Live 06-29-2014 05:23 AM

How about starting with no contact?

Praying 06-29-2014 07:18 AM

I should point out that the worst parts for me always center around some form of contact. I am what I call No-lo contact. Bare minimum for the kids and ZERO beyond that. And there's still a lot to work on.

In January when I had that epiphany about the hold he still had over me and my responses to his still abusive tactics? I removed myself-- I had created an email account for only interaction with him, which I asked my sis to monitor. She told me only the important stuff (wants to see kids on X day)...simply not hearing his choice of words and instead hearing my kind sister request things helped a lot. She wrote him back, not me. No energy to him whatsoever. I also made myself stop monitoring his texts to my kids, which were often appalling. I thought I "needed to know", but they were jerking me on an emotional roller coaster of anger "on behalf of the kids". I was feeding my addiction (yuck, I hate it when we say that here because it's so true). The very day I committed to dropping it all was scary and beautiful. Peaceful. And worth it. I can ASK the kids and talk to them about it if I'm worried about them. (This improved my communication with them as well.) I waited a long time to go completely no contact, but wow, it's powerful.

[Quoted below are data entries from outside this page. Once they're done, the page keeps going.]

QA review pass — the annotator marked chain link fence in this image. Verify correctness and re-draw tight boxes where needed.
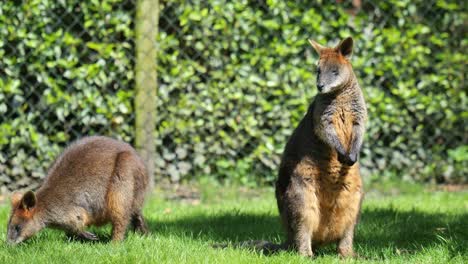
[0,0,468,192]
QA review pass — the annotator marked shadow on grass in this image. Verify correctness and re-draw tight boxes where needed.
[148,208,468,256]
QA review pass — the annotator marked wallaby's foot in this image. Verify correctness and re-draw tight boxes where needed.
[78,231,99,241]
[338,248,357,258]
[67,231,99,241]
[132,214,148,235]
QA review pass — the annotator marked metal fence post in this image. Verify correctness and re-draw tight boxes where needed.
[134,0,159,189]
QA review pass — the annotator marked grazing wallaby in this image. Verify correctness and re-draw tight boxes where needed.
[276,38,367,256]
[7,136,149,244]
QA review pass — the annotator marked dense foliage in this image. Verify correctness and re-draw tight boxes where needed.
[0,0,468,189]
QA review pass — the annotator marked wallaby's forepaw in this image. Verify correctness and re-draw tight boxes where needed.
[67,231,99,241]
[338,153,357,166]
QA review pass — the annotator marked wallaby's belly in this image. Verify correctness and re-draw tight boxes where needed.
[312,169,362,244]
[277,157,363,244]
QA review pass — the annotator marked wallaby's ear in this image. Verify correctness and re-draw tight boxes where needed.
[10,192,23,208]
[336,37,353,59]
[21,191,36,210]
[309,39,325,55]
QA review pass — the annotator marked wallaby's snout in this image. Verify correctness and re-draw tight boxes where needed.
[317,83,324,92]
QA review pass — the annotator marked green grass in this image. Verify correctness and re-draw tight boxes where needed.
[0,184,468,264]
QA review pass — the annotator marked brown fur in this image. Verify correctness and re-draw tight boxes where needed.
[7,137,149,244]
[276,37,366,256]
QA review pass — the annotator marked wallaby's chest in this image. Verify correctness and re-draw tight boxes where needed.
[332,106,354,150]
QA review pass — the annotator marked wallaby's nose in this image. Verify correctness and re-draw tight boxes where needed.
[317,83,324,92]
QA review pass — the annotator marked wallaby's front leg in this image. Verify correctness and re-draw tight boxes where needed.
[348,122,364,165]
[319,120,354,165]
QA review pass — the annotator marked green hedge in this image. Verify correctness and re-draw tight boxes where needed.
[0,0,468,189]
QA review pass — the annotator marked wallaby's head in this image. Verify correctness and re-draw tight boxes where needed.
[309,37,354,93]
[7,191,42,244]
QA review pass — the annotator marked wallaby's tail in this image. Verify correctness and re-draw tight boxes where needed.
[213,240,288,255]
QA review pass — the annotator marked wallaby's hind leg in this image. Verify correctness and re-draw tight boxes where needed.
[337,225,355,257]
[132,212,148,234]
[107,152,134,241]
[283,175,319,257]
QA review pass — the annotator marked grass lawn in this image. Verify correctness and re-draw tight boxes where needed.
[0,184,468,264]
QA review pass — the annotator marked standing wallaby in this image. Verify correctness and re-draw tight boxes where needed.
[7,136,149,244]
[276,38,367,256]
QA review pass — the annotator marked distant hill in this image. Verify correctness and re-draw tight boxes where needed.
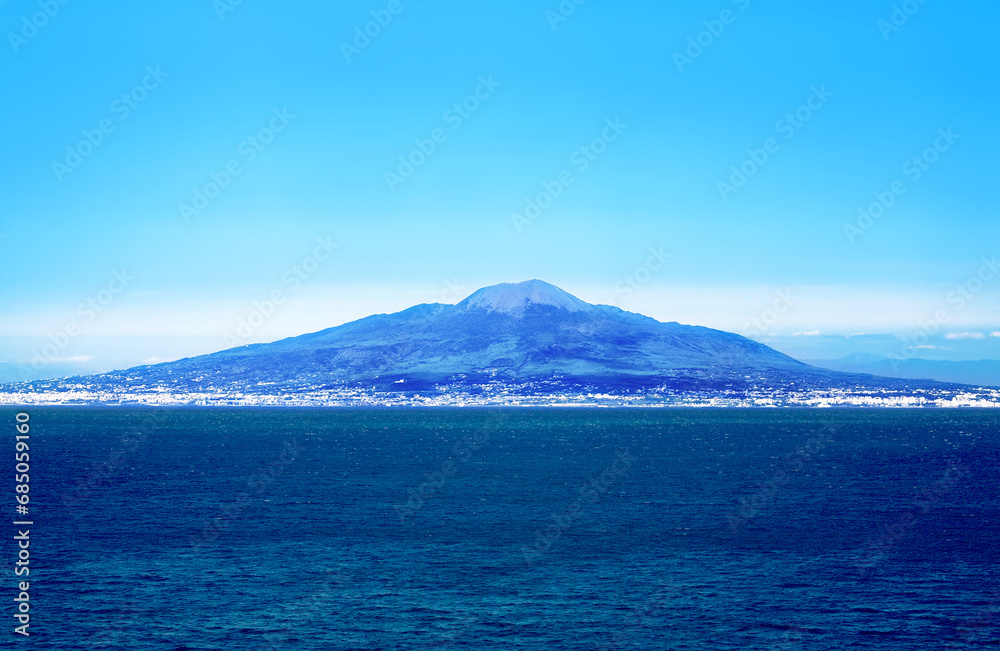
[808,354,1000,387]
[0,280,976,406]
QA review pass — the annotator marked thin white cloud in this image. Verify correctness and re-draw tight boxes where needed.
[944,332,986,339]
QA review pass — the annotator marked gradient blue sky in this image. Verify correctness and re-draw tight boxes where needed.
[0,0,1000,379]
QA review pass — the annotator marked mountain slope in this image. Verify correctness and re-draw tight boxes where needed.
[84,280,876,389]
[808,354,1000,386]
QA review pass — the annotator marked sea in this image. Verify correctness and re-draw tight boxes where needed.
[9,407,1000,651]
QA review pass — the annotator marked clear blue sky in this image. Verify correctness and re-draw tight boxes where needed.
[0,0,1000,375]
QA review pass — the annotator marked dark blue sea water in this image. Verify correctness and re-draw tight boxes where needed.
[9,408,1000,650]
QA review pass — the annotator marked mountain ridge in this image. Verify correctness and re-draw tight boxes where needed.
[7,280,1000,408]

I was in some way using the contact to stay looped in. I KNEW I would never get restitution or understanding, but I still have moments where I want it.

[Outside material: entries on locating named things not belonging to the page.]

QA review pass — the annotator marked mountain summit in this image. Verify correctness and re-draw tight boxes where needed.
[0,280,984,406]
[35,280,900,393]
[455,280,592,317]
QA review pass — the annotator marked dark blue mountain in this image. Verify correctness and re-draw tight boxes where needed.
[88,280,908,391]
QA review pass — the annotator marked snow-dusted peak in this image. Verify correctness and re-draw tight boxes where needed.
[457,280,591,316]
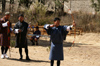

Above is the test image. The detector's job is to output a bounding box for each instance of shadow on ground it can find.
[28,40,92,47]
[8,58,50,63]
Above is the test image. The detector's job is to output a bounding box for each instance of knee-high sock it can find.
[51,60,54,66]
[57,60,60,66]
[5,47,9,54]
[1,46,4,54]
[19,48,22,58]
[25,47,28,57]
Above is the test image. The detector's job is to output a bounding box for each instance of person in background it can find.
[14,14,30,60]
[44,18,76,66]
[30,26,41,45]
[0,12,11,59]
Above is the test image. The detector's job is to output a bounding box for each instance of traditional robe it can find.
[14,21,28,48]
[44,24,71,60]
[0,17,11,47]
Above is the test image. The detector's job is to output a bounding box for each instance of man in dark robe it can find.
[0,12,11,59]
[44,18,75,66]
[30,26,41,45]
[14,14,30,60]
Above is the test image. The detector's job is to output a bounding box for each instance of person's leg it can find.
[5,47,9,54]
[1,46,4,59]
[57,60,60,66]
[19,48,23,60]
[4,46,9,58]
[25,47,30,60]
[51,60,54,66]
[34,38,38,45]
[1,46,4,54]
[30,37,35,45]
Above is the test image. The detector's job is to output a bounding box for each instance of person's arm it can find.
[14,24,22,33]
[44,24,53,35]
[2,21,10,27]
[66,21,76,31]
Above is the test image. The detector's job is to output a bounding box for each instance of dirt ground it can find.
[0,33,100,66]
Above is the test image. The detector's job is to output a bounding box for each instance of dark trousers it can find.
[51,60,60,66]
[1,46,9,54]
[19,47,28,58]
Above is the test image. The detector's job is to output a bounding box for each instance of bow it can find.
[64,4,76,50]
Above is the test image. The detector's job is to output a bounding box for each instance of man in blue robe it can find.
[14,14,30,60]
[44,18,75,66]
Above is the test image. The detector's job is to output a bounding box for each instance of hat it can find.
[18,14,24,17]
[36,26,39,29]
[54,17,60,22]
[5,12,10,15]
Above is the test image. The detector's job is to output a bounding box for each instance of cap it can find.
[5,12,10,15]
[54,17,60,21]
[18,14,24,17]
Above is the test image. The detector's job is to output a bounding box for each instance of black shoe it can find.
[26,57,30,60]
[36,42,38,45]
[32,42,35,45]
[19,56,23,60]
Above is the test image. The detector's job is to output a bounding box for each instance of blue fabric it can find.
[44,26,68,60]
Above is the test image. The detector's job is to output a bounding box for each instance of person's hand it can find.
[50,24,55,27]
[72,21,76,27]
[18,29,22,32]
[7,21,10,27]
[29,25,32,28]
[7,21,10,24]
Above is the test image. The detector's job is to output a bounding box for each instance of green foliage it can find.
[19,0,32,7]
[91,0,100,12]
[25,2,52,25]
[10,40,15,47]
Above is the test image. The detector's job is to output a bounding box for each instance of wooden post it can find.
[2,0,6,12]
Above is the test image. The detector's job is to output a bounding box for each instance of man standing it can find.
[0,12,11,59]
[44,18,75,66]
[30,26,41,45]
[14,14,30,60]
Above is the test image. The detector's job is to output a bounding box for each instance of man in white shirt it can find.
[0,12,11,59]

I've been "about to" post about the first face to face I had with him in over a year (this spring). This time, in hindsight, it helped pull me OUT of my deep lows, though nothing had changed except me.

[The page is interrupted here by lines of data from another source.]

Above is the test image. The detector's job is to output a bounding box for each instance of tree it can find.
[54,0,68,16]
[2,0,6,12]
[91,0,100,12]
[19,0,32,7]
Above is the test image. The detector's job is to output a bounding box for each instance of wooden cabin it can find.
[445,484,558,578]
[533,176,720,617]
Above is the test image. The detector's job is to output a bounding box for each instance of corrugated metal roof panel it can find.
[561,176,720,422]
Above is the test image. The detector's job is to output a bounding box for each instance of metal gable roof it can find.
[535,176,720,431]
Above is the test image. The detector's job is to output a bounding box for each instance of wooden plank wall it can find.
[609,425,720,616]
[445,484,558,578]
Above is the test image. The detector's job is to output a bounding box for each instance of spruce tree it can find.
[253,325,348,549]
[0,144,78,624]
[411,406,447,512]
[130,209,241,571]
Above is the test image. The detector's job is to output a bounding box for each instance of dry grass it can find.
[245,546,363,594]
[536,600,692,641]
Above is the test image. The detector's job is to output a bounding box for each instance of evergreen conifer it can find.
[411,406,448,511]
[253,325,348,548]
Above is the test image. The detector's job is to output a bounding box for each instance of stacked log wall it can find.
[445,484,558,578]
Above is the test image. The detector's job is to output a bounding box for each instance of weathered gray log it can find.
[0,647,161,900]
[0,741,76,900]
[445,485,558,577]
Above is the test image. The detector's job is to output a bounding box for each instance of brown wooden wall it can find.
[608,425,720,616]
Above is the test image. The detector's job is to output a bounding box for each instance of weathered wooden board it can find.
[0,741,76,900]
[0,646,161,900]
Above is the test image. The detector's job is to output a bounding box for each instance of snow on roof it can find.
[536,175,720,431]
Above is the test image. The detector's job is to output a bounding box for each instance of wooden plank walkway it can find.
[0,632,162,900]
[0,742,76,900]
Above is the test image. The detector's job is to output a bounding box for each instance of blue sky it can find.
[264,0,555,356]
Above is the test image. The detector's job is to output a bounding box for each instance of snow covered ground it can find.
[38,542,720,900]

AnvilheadII 06-29-2014 01:00 PM

we have a saying here Quit going to the Hardware Store for Bread.

what you want you just can't get.....from HIM. now the good news is that leaves about 5,002 OTHER options! you came here, that's a good start. you do seem to have a pretty good sense of the big picture.....you're just stuck on some of the stuff in the hallway that you stub your toe on.

maybe start by putting down the phone.....wrapping up the texting barrage. you'd get better and more healing replies from a pine tree.

it's ok, we get it.

CodeJob 06-29-2014 01:20 PM

KI,

I just love SR bc someone is always on between the US, UK and AU. There is a lot of support here for you anytime.

I think being angry and being able to express it is overall grand! I repress my anger. It sounds like many things are truly going right in your life. I am lonely too. My H just admitted to me this week he understands I am lonely. It doesn't solve anything, but at least even my spouse acknowledged it. I think time and patience does seem to allow for growth and reflection. Melody Beattie calls this time the in between. It is a frustrating time, but it leads to new avenues and opportunities. Usually you also realize you have grown and your attitude and perspectives have matured too.

E-hugs to you. Would taking a bath or going for a swim help you feel held by the universe? Be well today!

killerinstinct 06-30-2014 01:58 AM

Thank you for all who replied. I've had a huge revelation today... for so long I've been stuck, I've been stuck for 16months, trying to work out why I feel like I'm not making progress, why am
I still so depressed, so bitter and so angry ... I finally realised this afternoon
through a dialogue with the ex that I am still torn, confused, angry, upset, hurt over.. and extremely bitter because I can't seem to comprehend how he could move on so fast, how could he move so quickly, how could he start dating so quickly, start sleeping with women so quickly, how could he move in with a woman so quickly, how could he be so smooth and so confident to just throw me away and get on with the job... how could he move on so quickly... how??? How does someone do that if they loved you. How did he move in with a lady and her children so fast, where did she come from. While I was waiting for him to come
around with my baby and restore our family he was with someone else, while I was praying night and day he was with another... why was I a prisoner to this for so long, why was I in bondage while he was moving on? Why?? I feel like he just didn't know what real love was, he couldn't have, if you really love someone you can't move on that fast... I so so so angry and so hurt.